Benjamin Netanyahu ligou para o ministro dos Negócios Estrangeiros da Nova Zelândia antes de ser aprovada a resolução da ONU que exige o fim “imediato” e “completo” da política de colonatos nos territórios palestinianos, na passada sexta-feira, e avisou que essa aprovação seria entendida como uma “declaração de guerra”. A informação é do Guardian, que cita jornais israelitas.

“Esta decisão é escandalosa. Estou a pedir-vos que que não a apoiem e não a aprovem”, disse o primeiro-ministro de Israel ao representante da Nova Zelândia, um dos países que apresentou a proposta. “Se continuarem a promover esta resolução, do nosso ponto de vista será uma declaração de guerra. Vai romper as nossas relações e haverá consequências. Vamos chamar o nosso embaixador [da Nova Zelândia] para Jerusalém.”

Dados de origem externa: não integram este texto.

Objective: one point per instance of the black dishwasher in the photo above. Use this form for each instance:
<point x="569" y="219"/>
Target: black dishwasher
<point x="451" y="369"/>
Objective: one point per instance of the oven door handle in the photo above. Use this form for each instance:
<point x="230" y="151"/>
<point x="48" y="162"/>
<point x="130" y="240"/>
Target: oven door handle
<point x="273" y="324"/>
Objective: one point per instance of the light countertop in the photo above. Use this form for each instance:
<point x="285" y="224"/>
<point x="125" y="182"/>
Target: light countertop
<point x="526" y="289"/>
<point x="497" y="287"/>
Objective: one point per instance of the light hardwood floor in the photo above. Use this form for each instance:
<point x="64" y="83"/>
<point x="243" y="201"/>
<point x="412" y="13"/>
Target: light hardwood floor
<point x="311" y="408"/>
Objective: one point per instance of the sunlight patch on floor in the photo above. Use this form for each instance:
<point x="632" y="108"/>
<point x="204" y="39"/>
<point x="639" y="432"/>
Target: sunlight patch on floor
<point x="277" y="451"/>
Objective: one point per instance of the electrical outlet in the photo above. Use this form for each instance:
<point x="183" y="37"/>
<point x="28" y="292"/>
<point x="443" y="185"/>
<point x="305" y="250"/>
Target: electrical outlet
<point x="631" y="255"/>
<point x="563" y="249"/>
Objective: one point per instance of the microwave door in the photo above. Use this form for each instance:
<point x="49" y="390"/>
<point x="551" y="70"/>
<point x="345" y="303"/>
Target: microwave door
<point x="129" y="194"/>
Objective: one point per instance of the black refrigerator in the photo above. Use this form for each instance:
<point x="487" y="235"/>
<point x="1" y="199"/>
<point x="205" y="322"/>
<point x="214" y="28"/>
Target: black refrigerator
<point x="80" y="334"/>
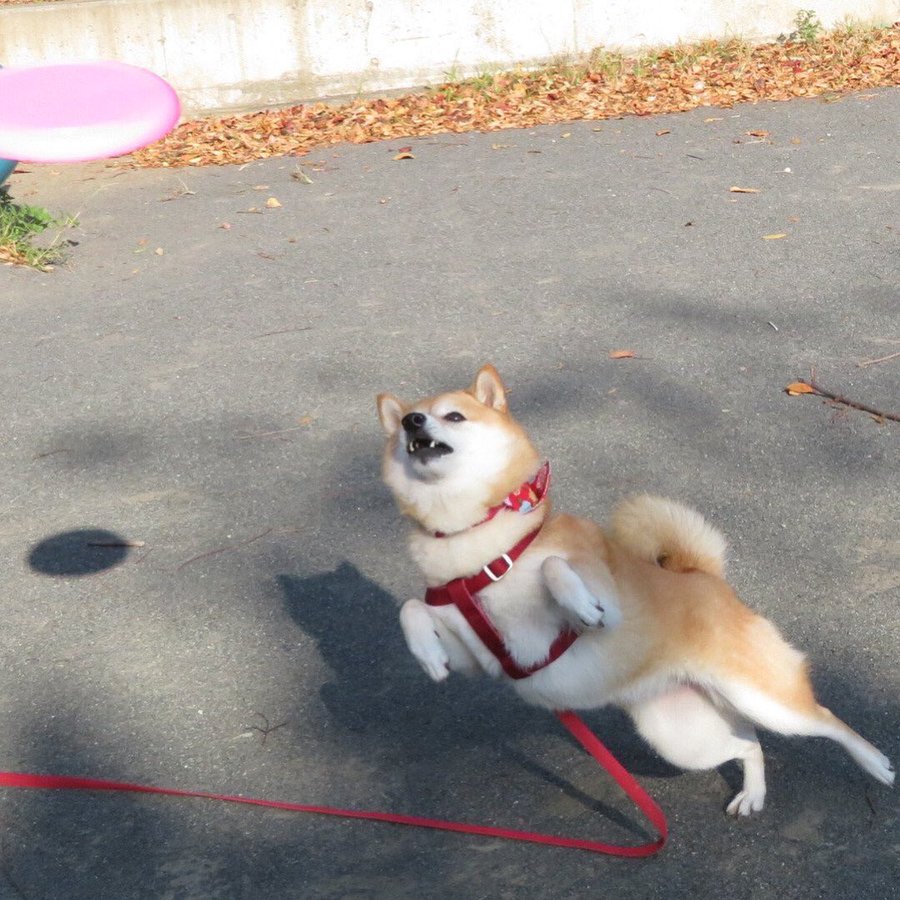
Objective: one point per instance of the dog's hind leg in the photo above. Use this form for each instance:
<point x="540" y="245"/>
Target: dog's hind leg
<point x="688" y="730"/>
<point x="807" y="719"/>
<point x="592" y="607"/>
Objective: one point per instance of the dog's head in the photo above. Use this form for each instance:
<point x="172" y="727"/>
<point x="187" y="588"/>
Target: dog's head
<point x="462" y="448"/>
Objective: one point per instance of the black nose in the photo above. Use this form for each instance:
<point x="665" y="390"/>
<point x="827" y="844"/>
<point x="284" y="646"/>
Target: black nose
<point x="413" y="421"/>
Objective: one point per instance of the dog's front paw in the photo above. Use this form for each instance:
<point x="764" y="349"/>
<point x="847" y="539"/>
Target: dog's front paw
<point x="570" y="591"/>
<point x="746" y="802"/>
<point x="423" y="640"/>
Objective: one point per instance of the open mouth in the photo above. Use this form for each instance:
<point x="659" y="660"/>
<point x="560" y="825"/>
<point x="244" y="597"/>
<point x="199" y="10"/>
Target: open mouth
<point x="424" y="449"/>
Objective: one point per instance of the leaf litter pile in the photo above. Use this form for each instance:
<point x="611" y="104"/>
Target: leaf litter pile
<point x="608" y="85"/>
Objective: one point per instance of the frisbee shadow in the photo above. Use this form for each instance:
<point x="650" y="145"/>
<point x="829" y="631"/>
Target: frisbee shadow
<point x="77" y="553"/>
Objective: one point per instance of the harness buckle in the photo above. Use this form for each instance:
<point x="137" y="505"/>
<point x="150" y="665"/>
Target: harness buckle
<point x="487" y="570"/>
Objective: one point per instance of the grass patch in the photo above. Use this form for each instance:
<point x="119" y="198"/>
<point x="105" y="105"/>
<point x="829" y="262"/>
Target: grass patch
<point x="20" y="225"/>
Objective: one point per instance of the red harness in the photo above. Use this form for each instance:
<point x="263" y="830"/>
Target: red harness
<point x="461" y="592"/>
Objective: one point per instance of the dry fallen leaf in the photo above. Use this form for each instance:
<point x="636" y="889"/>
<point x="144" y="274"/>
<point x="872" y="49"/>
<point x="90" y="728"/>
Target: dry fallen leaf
<point x="795" y="388"/>
<point x="836" y="64"/>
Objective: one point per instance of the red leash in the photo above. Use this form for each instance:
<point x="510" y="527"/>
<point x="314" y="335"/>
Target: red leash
<point x="575" y="725"/>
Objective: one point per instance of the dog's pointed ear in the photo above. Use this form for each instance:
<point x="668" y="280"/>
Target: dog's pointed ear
<point x="390" y="411"/>
<point x="488" y="388"/>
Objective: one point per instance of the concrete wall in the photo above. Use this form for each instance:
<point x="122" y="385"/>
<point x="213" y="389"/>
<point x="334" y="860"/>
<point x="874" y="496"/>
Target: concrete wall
<point x="244" y="54"/>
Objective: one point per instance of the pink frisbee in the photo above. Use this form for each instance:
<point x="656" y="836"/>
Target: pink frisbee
<point x="79" y="111"/>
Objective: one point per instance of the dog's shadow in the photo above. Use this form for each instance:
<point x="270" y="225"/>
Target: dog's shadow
<point x="377" y="689"/>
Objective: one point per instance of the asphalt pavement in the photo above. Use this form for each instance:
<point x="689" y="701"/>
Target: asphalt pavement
<point x="202" y="570"/>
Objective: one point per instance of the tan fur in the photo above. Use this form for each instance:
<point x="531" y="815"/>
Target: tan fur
<point x="661" y="633"/>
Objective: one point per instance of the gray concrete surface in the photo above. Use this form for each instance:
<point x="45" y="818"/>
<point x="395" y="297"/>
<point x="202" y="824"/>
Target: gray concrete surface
<point x="208" y="391"/>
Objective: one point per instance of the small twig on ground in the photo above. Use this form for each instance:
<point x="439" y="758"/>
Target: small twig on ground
<point x="266" y="729"/>
<point x="281" y="331"/>
<point x="261" y="434"/>
<point x="871" y="362"/>
<point x="222" y="549"/>
<point x="853" y="404"/>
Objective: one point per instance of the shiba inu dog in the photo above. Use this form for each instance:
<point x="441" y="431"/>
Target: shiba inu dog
<point x="577" y="617"/>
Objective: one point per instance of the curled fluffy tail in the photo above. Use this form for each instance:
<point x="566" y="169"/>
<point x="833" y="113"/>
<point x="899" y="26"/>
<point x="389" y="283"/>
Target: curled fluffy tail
<point x="669" y="534"/>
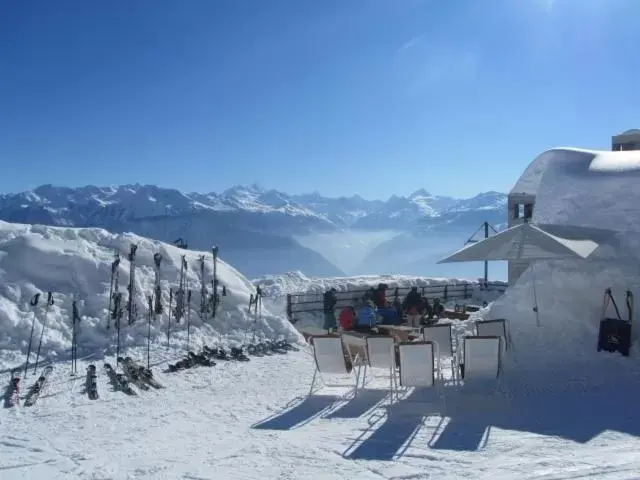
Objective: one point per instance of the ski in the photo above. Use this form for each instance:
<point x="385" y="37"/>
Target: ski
<point x="92" y="383"/>
<point x="118" y="380"/>
<point x="144" y="373"/>
<point x="192" y="360"/>
<point x="131" y="302"/>
<point x="133" y="374"/>
<point x="34" y="392"/>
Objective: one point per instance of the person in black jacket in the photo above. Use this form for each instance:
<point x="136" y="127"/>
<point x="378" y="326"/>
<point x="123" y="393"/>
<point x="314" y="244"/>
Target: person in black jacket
<point x="330" y="299"/>
<point x="412" y="300"/>
<point x="411" y="304"/>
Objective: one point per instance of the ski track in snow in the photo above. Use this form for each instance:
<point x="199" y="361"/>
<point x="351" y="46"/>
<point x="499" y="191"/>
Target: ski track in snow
<point x="202" y="425"/>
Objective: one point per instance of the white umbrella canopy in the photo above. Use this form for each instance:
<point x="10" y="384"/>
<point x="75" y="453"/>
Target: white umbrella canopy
<point x="523" y="242"/>
<point x="528" y="242"/>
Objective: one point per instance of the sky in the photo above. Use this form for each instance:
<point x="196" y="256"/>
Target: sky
<point x="369" y="97"/>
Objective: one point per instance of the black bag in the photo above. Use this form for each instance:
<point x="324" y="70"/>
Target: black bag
<point x="615" y="333"/>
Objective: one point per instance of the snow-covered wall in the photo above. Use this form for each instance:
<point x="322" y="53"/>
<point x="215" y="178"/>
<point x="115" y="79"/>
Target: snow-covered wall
<point x="588" y="189"/>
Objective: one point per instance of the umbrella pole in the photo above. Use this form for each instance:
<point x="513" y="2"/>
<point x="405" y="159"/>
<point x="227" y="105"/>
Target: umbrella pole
<point x="535" y="294"/>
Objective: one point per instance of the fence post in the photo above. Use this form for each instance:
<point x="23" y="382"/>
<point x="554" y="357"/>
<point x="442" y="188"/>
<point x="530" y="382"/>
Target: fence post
<point x="289" y="308"/>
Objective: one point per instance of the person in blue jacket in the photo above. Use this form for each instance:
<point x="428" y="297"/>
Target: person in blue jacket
<point x="366" y="318"/>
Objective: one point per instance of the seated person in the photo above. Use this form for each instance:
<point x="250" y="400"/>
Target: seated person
<point x="347" y="318"/>
<point x="438" y="308"/>
<point x="389" y="316"/>
<point x="366" y="318"/>
<point x="426" y="308"/>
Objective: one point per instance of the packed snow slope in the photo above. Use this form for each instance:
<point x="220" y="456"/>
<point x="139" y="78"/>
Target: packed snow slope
<point x="254" y="421"/>
<point x="75" y="263"/>
<point x="586" y="189"/>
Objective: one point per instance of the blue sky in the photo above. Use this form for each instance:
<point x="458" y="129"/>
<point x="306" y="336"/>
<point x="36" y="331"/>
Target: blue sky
<point x="370" y="97"/>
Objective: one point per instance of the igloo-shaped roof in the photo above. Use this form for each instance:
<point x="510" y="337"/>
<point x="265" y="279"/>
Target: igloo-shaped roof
<point x="590" y="160"/>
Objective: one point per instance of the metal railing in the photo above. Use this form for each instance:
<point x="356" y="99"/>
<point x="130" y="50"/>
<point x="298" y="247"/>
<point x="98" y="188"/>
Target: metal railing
<point x="310" y="302"/>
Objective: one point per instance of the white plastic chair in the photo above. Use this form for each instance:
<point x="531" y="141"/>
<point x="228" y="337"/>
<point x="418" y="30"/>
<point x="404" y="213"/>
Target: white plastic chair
<point x="419" y="362"/>
<point x="331" y="358"/>
<point x="381" y="356"/>
<point x="482" y="360"/>
<point x="442" y="336"/>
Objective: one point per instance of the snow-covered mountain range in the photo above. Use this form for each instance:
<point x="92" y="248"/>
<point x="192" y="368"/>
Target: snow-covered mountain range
<point x="261" y="231"/>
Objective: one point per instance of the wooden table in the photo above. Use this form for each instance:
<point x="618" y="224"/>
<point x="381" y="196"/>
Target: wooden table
<point x="356" y="343"/>
<point x="452" y="314"/>
<point x="400" y="333"/>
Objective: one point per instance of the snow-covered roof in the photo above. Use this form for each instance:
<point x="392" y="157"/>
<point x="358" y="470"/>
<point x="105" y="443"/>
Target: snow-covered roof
<point x="632" y="131"/>
<point x="592" y="160"/>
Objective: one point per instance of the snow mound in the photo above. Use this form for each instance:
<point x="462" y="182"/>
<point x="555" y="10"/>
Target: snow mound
<point x="586" y="189"/>
<point x="75" y="263"/>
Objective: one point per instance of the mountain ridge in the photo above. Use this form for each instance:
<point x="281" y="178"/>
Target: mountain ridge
<point x="345" y="211"/>
<point x="261" y="231"/>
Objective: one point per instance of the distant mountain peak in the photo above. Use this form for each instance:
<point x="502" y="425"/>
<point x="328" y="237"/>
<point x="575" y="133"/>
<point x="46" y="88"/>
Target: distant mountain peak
<point x="421" y="192"/>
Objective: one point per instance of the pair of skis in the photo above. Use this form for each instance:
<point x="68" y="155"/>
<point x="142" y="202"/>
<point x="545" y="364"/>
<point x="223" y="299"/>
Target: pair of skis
<point x="13" y="394"/>
<point x="134" y="373"/>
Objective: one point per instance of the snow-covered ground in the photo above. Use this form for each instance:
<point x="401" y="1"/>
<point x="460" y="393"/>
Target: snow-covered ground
<point x="252" y="420"/>
<point x="232" y="422"/>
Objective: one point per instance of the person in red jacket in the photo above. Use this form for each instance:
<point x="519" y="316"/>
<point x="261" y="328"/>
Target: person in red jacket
<point x="347" y="318"/>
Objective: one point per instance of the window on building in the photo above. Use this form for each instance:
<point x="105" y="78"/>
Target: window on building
<point x="528" y="210"/>
<point x="517" y="211"/>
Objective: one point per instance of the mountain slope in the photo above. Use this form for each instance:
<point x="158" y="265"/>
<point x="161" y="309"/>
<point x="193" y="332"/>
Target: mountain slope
<point x="252" y="227"/>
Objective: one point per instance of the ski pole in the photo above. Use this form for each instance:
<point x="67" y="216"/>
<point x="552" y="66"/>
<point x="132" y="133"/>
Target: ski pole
<point x="169" y="319"/>
<point x="50" y="303"/>
<point x="150" y="299"/>
<point x="34" y="303"/>
<point x="188" y="316"/>
<point x="73" y="337"/>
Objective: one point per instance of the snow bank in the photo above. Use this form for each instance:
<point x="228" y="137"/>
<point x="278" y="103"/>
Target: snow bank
<point x="587" y="189"/>
<point x="76" y="263"/>
<point x="298" y="282"/>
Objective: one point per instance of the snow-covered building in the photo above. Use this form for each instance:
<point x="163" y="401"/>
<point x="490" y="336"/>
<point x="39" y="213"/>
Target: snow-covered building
<point x="596" y="190"/>
<point x="524" y="195"/>
<point x="628" y="140"/>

A proposta votada na sexta-feira e aprovada por unanimidade no Conselho de Segurança foi apresentada pela Nova Zelândia e pelo Senegal, que se juntaram à iniciativa da Malásia e da Venezuela, dois países com os quais Israel não tem relações diplomáticas.

O governo de Jerusalém já reduziu as relações com os países que votaram a favor da resolução das Nações Unidas e anulou o seu programa de ajuda nos países da África ocidental.